The Montana Democrat’s comments come amid reports that the administration is looking at a proposal to leave up to 5,000 U.S. troops in Iraq next year to train Iraqi forces. No formal proposal on the matter has yet been made to Congress.
But Tester said the administration needs to abandon any plan to keep a sizeable force in place after the end of the year, according to an advance copy of the speech given to The Associated Press.
“Today, I am sending a letter to the President calling on him to stand by his commitment to pull all U.S. Operation New Dawn troops out of Iraq by the end of this year,” Tester said in comments prepared for delivery. “We should bring the last of them home on schedule.”
Tester’s speech comes as his re-election bid begins to heat up.
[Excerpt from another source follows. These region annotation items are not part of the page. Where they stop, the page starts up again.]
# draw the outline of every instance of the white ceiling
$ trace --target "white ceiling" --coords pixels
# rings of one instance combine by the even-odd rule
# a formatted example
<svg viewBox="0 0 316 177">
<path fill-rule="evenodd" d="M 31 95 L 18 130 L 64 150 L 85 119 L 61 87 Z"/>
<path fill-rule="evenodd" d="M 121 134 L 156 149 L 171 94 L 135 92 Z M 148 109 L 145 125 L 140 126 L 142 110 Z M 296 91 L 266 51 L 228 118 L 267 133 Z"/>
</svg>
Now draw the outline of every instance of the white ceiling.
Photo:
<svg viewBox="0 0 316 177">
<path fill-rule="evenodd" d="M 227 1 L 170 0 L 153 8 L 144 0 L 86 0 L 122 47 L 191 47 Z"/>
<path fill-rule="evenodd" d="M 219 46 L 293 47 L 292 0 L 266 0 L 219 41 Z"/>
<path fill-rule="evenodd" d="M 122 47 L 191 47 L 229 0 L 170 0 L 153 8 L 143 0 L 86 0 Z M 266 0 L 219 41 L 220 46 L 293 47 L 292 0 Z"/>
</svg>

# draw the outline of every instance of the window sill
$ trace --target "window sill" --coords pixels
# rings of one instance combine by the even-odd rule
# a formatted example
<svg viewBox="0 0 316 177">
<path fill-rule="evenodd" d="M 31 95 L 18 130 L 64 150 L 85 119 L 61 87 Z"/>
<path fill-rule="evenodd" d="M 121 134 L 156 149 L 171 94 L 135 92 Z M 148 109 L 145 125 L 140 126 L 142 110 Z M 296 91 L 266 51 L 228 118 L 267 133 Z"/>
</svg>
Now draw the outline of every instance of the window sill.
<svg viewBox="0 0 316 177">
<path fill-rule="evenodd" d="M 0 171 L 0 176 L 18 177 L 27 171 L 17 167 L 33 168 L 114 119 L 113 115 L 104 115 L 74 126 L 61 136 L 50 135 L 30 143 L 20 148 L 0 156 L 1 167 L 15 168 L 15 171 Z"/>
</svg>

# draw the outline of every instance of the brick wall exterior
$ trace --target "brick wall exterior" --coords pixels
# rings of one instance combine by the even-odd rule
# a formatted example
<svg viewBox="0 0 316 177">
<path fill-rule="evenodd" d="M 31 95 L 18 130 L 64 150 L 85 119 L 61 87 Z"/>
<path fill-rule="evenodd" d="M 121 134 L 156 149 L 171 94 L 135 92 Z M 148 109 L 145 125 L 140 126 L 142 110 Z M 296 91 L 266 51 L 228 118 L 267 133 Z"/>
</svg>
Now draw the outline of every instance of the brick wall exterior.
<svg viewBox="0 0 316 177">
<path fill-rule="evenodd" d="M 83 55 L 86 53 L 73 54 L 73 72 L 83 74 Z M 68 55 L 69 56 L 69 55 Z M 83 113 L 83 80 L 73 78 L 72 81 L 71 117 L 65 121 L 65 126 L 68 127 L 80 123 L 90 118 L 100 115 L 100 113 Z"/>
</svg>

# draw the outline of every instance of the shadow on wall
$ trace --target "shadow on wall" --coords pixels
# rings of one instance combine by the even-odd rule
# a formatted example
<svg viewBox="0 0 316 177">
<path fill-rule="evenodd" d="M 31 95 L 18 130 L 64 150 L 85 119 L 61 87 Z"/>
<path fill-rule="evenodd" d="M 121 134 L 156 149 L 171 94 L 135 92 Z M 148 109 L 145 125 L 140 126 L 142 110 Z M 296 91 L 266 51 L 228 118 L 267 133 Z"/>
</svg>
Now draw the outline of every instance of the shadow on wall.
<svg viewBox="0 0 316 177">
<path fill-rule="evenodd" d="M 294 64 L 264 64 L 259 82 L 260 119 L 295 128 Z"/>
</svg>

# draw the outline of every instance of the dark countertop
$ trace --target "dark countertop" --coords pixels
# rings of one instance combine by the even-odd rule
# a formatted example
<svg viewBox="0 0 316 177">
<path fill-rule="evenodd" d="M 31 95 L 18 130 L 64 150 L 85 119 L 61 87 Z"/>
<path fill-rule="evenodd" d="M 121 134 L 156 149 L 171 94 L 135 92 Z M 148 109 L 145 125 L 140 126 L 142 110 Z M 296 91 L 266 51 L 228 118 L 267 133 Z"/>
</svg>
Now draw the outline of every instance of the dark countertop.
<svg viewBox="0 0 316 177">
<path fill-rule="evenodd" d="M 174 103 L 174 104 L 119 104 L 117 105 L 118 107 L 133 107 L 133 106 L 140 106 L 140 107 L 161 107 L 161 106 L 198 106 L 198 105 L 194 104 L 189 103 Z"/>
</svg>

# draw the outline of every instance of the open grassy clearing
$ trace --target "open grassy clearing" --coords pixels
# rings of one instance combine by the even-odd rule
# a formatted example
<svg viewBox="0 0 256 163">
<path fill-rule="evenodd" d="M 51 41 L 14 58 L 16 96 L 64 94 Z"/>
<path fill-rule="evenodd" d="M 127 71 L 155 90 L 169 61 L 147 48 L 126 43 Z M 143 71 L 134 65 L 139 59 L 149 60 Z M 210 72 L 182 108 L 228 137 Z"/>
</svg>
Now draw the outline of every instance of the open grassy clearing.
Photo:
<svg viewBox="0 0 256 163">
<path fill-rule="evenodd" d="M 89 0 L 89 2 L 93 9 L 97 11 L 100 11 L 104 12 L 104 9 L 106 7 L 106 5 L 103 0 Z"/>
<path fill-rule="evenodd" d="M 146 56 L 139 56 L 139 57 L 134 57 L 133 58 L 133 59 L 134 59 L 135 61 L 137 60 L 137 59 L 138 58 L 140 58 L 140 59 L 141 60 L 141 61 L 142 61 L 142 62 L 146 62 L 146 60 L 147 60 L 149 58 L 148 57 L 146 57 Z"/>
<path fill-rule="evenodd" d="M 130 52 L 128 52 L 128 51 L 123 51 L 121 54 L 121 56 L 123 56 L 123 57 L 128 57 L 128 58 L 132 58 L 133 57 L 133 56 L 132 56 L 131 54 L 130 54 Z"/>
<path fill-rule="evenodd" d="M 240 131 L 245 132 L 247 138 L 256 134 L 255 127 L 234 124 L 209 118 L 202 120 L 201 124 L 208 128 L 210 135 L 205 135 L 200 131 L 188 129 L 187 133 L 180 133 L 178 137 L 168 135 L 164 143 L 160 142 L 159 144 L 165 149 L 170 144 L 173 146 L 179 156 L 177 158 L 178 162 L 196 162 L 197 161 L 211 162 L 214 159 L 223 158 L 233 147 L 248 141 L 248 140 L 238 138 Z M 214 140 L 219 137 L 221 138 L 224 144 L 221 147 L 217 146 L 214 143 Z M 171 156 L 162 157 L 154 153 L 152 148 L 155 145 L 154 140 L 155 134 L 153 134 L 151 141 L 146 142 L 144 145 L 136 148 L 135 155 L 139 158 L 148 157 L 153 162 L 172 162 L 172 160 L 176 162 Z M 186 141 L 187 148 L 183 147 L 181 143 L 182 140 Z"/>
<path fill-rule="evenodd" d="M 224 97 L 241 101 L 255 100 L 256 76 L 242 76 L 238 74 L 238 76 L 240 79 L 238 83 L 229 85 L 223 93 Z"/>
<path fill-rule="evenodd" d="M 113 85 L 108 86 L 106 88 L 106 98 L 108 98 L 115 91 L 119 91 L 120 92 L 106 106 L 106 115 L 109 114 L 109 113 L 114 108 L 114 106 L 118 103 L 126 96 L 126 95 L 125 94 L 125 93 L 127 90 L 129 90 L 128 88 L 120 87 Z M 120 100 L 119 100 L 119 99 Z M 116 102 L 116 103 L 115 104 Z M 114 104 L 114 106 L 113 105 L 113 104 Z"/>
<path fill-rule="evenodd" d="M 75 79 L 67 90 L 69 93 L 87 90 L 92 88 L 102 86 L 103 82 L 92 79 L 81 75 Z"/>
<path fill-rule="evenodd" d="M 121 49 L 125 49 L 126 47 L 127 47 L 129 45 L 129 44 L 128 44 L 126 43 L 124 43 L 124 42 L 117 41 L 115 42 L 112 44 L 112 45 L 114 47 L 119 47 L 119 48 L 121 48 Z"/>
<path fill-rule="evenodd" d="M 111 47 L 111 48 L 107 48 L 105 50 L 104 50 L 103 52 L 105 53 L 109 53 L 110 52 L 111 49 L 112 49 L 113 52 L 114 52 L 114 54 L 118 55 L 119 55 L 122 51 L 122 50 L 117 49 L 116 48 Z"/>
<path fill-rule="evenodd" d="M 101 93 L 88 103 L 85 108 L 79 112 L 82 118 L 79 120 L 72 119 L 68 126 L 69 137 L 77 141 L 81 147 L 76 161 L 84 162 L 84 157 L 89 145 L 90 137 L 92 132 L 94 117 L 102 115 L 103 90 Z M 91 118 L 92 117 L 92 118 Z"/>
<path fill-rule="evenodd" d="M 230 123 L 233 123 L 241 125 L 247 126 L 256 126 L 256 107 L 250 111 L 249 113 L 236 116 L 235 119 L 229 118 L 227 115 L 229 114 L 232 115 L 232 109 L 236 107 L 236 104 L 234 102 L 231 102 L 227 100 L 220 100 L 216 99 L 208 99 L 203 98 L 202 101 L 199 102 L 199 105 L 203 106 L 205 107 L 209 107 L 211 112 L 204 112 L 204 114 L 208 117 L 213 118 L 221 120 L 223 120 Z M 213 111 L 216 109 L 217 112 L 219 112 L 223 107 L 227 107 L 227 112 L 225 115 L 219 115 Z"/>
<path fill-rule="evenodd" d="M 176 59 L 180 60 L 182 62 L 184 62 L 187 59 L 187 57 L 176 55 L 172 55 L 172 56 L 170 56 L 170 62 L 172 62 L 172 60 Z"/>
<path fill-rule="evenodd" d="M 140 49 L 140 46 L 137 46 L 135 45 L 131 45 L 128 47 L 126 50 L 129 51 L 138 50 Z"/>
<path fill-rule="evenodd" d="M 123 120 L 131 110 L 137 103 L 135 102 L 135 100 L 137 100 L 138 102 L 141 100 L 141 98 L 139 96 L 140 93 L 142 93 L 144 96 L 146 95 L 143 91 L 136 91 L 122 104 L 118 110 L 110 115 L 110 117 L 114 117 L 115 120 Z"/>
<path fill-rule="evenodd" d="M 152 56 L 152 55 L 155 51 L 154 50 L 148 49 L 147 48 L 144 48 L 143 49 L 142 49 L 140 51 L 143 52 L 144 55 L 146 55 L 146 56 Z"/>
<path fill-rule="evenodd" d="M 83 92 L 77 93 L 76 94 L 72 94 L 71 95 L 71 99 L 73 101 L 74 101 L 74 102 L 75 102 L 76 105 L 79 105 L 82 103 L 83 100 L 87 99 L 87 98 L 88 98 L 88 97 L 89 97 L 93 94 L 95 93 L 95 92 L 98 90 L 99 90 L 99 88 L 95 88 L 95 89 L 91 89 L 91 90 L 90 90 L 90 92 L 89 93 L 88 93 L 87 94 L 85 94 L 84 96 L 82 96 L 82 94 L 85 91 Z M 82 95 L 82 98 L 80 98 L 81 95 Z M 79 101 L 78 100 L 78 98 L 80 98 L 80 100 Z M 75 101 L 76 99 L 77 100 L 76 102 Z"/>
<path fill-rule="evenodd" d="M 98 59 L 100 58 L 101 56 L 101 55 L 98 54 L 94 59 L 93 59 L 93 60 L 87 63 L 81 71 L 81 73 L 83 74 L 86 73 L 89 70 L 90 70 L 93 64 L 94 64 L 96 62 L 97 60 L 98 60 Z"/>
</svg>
He is being challenged by Republican U.S. Rep. Denny Rehberg in a race many expect will be among the most watched in the nation.
Rehberg has stuck by his vote to authorize force in 2002, and while President Bush was in office he voted against a Democratic resolution opposing a buildup of troops in Iraq. Rehberg has since said that a failed government in Iraq would pose a threat to national security.
Rehberg’s office did not respond Tuesday to a request seeking the congressman’s current position on Iraq.
Tester said that more than 4,000 troops have so far been killed in the war, 32,000 wounded and the cost is approaching $1 trillion. And he said the war was started by political leaders looking for weapons that never existed.
He said keeping U.S. can no longer “referee a centuries-old civil war” that is not likely to end anytime soon. Tester said taxpayers should not be asked to keep paying for it.
The Obama administration is still weighing options for extending its military training role in an Iraq still plagued by violence, according to reports. Under a 2008 security agreement all troops are to depart Iraq by Dec. 31, a withdrawal process that has already begun.
U.S. military officials have said that Iraq’s security forces have improved, but still are not able to fully defend Iraq.
Tester has sought a quick end to the war in Iraq since his 2006 election campaign, although anti-war activists who supported Tester felt he was not forceful enough on the issue after his election.
In 2007, Tester announced that he felt the original goals of the Iraq war had either been met or determined to be without merit. He has since asked for an orderly plan to remove the troops.
U.S. Sen. Max Baucus, also a Montana Democrat, has previously said his vote to authorize the war was a mistake based on “faulty intelligence” delivered to Congress. Baucus, whose nephew was killed while deployed in Iraq, has said in the years since that the troops should come home as soon as possible.
After Osama bin Laden was killed earlier this year, Baucus was quick to also call for withdrawing troops from Afghanistan by the end of next year.
Tester upped the ante Tuesday with a direct message for the president. “Despite this year’s deadline, I know there’s talk of possibly keeping a sizeable force of U.S. troops in Iraq through next year. If that’s the case, it’s not good,” Tester said. “We cannot afford moving the goal post. Across Montana, and this nation, people are saying: Come home and come home now.”